Protests sparked by an online film that mocks Islam's holy prophet entered a second week Monday, raising questions about whether the furor is isolated or a sign of broader anti-American sentiment in the Muslim world.
On Monday, demonstrators took to the streets in Afghanistan, Indonesia, Pakistan, Yemen, Lebanon and Iraq. Answering a call from the leader of Hezbollah -- deemed a terrorist organization by the United States -- thousands packed the streets of Beirut's southern suburbs and chanted "Death to America!"
Monday's protests weren't on the scale as those last week, nor did they provoke the same level of international crisis by endangering U.S. diplomatic missions. Still, the fact the demonstrations are continuing -- and that they have occurred, now, in more than 20 countries -- suggests the anti-American furor tied to the inflammatory film isn't going away.
Plus, the issue has provided political fodder for Islamist leaders including Hassan Nasrallah, the head of Lebanon's Hezbollah movement, who had urged people to protest Monday against the film.
Speaking to largely peaceful crowd in Beirut, some of them waving the yellow flag of Hezbollah, Nasrallah asked the protesters and, in fact, all Muslims worldwide to push for laws to criminalize "insulting monotheistic faiths and their great prophets, from Abraham to Moses to Jesus and Mohammed."
"The world until now cannot comprehend ... the degree of insult this disgusting film caused to the Prophet Mohammed," he added.
Earlier in the day in Afghanistan, hundreds of demonstrators attacked police officers along a road leading to the U.S. Embassy in Kabul. In neighboring Pakistan, at least one person died when protesters clashed with police in an anti-American demonstration in the tribal region along the Afghan border.
In Iraq, hundreds of protesters in Falluja, about 60 kilometers (35 miles) west of Baghdad, demanded the U.S. ambassador's expulsion from the country and a boycott of American products. The protesters carried flags and banners, including one that read, "It's time for all Muslims around the world to stand together against the enemy of Islam."

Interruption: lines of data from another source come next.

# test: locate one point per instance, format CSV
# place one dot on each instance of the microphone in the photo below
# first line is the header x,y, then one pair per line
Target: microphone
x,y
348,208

And in Indonesia, protesters threw rocks and used slingshots to launch marbles at riot police outside the U.S. Embassy in Jakarta. Police responded with tear gas.
The United States has made it clear that it did not sanction the low-budget, amateurish 14-minute movie trailer posted on YouTube and produced privately in the United States. The clip, which has been banned by YouTube in several countries, mocks the Prophet Mohammed as a womanizer, child molester and killer.
Islam forbids any depictions of Mohammed, and blasphemy is taboo among many in the Muslim world.
The film clip was relatively obscure until last Tuesday, when rioters breached the U.S. Embassy in Cairo and upset protesters attacked the U.S. Consulate in Benghazi, Libya, killing Ambassador Chris Stevens and three other Americans.
A wave of protests since then has rippled from Morocco to Malaysia, spurring U.S. officials to increase security at diplomatic missions and demand other governments to take action.
U.S. ambassador: Protests have 'nothing to do with' U.S.
The demonstrations are part of inevitable turbulence in a region that has undergone tremendous change over the past year, said the U.S. Ambassador to the United Nations Susan Rice.
"It's a change that the United States has backed because we understand that when democracy takes root, when human rights and people's freedom of expression can be manifested, it may lead to turbulence in the short term. But over the long term, that is in the interest of the United States," she told CNN on Sunday.
Appearing on several Sunday talk shows, Rice contended that the mobs outside U.S. embassies -- particularly in nations like Egypt, that have strong ties to the United States -- are a minority and "have largely lost in these emerging democratic processes." As U.S. officials have pointed out, the number of protesting outside U.S. diplomatic missions represent a fraction of the populations in their countries.
"And just as the (majority of) people of these countries are not going to allow their lives to be hijacked by a dictator, they're not going to allow an extremist mob to hijack their future and their freedom," she said.
Rice insisted the protests are nothing more than outrage over the online video.
"This is not an expression of hostility in the broadest sense toward the United States or U.S. policy," Rice told Fox News. "It's proximately a reaction to this video -- and it's a hateful video that had nothing to do with the United States and which we find disgusting and reprehensible."
But that is not the view of an independent American Islamic organization, whose executive director said the issue has gone beyond sensitivity over the "Innocence of Muslims."
"The film was just an excuse to lead to these kind of riots in the street," Zainab Al-Suwaij of the American Islamic Congress told CNN.
She urged U.S. government officials to pressure officials in countries where demonstrations have taken place to control their people.
"The only language that they do understand over there is the pressure that comes from the government," she said.